De maneira que era tudo muito bem explicado. Voltávamos para casa cheios de pensamentos acerca dessa rainha, que se metia em alhadas por causa dos pobres. Os pobres que o rei, o rei mauzão, não queria ajudar. E a história de Inês de Castro: «Poupai ao menos os meus filhos, eles não têm culpa, senhor», dizia a professora. Mas a melhor parte era quando D. Pedro dava caça aos assassinos da sua amante, que nos era descrita como sua esposa. Legítima esposa. «E arrancou-lhes o coração pelas costas!», dizia a professora. Sobre o facto, também, de os filhos de D. Inês e D. Pedro serem ilegítimos, nem uma palavra. Acerca do embaraço que isso colocava à coroa, muito menos. Sobre os problemas com Castela, muito menos ainda. Nada. Silêncio.

Os reis desfilavam à nossa frente, seguidos pelos seus séquitos, sempre prontos a partir para a guerra. Havia comandantes a rezar à Virgem Maria atrás de uma pedra antes de a batalha começar. Reis que iam voltar numa manhã de nevoeiro que acabaria por chegar. D. Afonso Henriques, que tinha mentido ao papa acerca da doação de uns quantos sacos de ouro ao ano e por isso estava no inferno.

Depois vinham as perguntas. Quem foi o terceiro rei da dinastia de Avis? Como se chamavam os pretendentes ao trono durante o interregno que perdurou de mil trezentos e oitenta e três a mil trezentos e oitenta e cinco? Por quantas embarcações era constituída a armada portuguesa que partiu nesse saudoso ano de mil quatrocentos e quinze à conquista de Ceuta? 

 

Hugo Mezena – Gente Séria (2017)

Planeta Manuscrito (2018)

 

 

sóbria fusão

16.07.20

Sóbrio o teu corpo me pede 

penetração: nomes puros:

os de boca, braços, mãos

sobre a terra e sobre os muros.

 

Sóbrio o teu corpo me pede

nomes justos, nomes duros:

os de terra, fogo e punhos,

claros, acres, escuros. 

 

António Ramos Rosa in ANIMAL OLHAR - Obra Poética I

Assírio & Alvim (2018)

 

 

reformulações

16.06.20

Reformulação do registo de pecados 

(...)

Este registo de pecados devia ser um registo de pensamentos. Não são pecados: são pensamentos. Pensamentos que uma pessoa deve ter para se perguntar acerca das coisas. 

 

Hugo Mezena – Gente Séria (2017)

Planeta Manuscrito (2018)

 

 

aprender com o trigo (não se desculpar com o joio)

05.06.20

O rapaz de calças de ganga era, afinal, uma pessoa séria. Tinha estudado muito, no seminário. O pai era um lavrador com posses, como o senhor Rodrigues, e ele só se tinha formado por devoção. Podia ter ido para médico, engenheiro ou professor. Com os conhecimentos do pai, podia estar muito bem na vida. Podia ter investido num negócio ou arranjado um tacho na câmara municipal. Se fosse uma pessoa menos decente, era o que teria feito. Tantos que queriam e não podiam! 

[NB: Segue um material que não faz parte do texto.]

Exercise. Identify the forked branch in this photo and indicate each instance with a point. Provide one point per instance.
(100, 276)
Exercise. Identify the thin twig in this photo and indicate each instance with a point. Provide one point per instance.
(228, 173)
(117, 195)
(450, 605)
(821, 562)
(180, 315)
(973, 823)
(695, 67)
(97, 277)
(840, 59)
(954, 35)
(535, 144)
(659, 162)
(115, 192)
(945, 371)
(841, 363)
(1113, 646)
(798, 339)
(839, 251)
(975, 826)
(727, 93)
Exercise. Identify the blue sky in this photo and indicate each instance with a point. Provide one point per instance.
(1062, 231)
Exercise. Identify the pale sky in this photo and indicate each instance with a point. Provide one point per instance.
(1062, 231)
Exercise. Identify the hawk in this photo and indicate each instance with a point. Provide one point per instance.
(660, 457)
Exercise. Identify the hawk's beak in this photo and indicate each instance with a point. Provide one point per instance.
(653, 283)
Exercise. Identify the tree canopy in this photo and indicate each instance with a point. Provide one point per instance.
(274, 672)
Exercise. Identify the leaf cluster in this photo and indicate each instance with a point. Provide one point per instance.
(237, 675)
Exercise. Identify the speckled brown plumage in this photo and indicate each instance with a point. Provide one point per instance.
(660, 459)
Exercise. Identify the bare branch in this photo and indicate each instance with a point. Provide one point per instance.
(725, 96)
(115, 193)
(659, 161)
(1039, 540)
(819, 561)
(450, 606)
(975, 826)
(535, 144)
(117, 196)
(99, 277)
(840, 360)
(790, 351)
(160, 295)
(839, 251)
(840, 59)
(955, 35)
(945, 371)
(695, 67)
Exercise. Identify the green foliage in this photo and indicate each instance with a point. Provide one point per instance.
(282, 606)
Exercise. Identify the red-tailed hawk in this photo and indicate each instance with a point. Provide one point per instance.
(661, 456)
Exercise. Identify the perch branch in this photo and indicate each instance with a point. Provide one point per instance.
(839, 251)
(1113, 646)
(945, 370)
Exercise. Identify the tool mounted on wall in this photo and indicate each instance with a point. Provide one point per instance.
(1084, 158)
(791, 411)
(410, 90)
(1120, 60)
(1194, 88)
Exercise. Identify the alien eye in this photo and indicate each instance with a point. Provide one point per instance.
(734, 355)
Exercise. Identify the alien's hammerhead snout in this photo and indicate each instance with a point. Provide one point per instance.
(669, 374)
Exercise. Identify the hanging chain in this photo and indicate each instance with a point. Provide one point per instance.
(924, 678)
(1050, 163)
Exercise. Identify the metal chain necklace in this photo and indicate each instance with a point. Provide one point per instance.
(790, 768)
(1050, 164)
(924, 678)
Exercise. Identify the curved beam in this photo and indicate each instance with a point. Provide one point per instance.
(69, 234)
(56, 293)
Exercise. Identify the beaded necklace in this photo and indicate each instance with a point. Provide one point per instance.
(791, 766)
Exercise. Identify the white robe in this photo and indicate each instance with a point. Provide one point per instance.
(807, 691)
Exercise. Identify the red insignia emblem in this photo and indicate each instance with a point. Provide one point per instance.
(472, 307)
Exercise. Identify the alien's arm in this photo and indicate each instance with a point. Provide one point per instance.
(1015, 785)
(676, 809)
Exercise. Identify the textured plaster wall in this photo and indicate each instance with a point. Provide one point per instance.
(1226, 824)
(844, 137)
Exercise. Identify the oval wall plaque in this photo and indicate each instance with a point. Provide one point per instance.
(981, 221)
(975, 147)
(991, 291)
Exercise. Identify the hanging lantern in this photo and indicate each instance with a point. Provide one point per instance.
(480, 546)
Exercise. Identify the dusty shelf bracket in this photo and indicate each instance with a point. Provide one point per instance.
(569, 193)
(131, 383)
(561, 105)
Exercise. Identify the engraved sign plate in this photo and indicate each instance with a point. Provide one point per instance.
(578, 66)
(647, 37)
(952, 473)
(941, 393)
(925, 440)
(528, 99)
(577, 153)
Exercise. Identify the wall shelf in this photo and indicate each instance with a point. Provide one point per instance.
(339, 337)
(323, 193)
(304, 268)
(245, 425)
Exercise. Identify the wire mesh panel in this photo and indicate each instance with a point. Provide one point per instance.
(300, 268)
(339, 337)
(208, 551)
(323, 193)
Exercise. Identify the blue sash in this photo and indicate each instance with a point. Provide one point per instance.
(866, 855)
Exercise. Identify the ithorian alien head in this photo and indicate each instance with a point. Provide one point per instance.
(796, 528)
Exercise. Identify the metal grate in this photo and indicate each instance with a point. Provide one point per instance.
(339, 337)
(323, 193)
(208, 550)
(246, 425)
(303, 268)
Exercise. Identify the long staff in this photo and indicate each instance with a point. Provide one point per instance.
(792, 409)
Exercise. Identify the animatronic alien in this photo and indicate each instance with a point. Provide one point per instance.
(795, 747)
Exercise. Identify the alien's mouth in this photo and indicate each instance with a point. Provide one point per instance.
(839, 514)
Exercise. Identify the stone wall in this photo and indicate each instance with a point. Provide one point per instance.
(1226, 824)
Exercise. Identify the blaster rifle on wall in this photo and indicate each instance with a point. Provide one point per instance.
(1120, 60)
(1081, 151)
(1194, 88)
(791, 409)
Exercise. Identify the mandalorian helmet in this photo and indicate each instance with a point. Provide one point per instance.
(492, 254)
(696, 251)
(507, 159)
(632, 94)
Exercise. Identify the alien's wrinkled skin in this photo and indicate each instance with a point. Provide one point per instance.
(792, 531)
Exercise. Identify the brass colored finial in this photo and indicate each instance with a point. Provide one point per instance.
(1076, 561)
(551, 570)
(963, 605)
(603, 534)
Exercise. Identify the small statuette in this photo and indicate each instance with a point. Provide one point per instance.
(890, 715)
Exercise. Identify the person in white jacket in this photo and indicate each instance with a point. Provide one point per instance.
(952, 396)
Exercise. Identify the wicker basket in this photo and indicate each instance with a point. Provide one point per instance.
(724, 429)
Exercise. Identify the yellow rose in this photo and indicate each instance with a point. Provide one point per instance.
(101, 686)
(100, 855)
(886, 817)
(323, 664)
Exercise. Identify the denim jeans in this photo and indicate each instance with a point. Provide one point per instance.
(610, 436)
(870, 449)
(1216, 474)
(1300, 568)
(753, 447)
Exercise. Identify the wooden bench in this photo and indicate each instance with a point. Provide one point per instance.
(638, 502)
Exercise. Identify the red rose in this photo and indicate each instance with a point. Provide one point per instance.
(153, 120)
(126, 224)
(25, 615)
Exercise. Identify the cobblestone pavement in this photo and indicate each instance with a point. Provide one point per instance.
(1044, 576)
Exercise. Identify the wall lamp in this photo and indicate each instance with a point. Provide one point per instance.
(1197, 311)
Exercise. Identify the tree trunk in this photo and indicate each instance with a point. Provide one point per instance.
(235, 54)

Sem se esquecer de referir o pormenor da indumentária devida a uma pessoa que ocupava a posição dele, o meu pai dizia o mesmo (...)

As calças de ganga eram o defeito do qual ninguém, a não ser Deus, se conseguia eximir. Estávamos servidos para a vida. Que pedíssemos a Deus que o estimasse, todos os dias, nas nossas orações.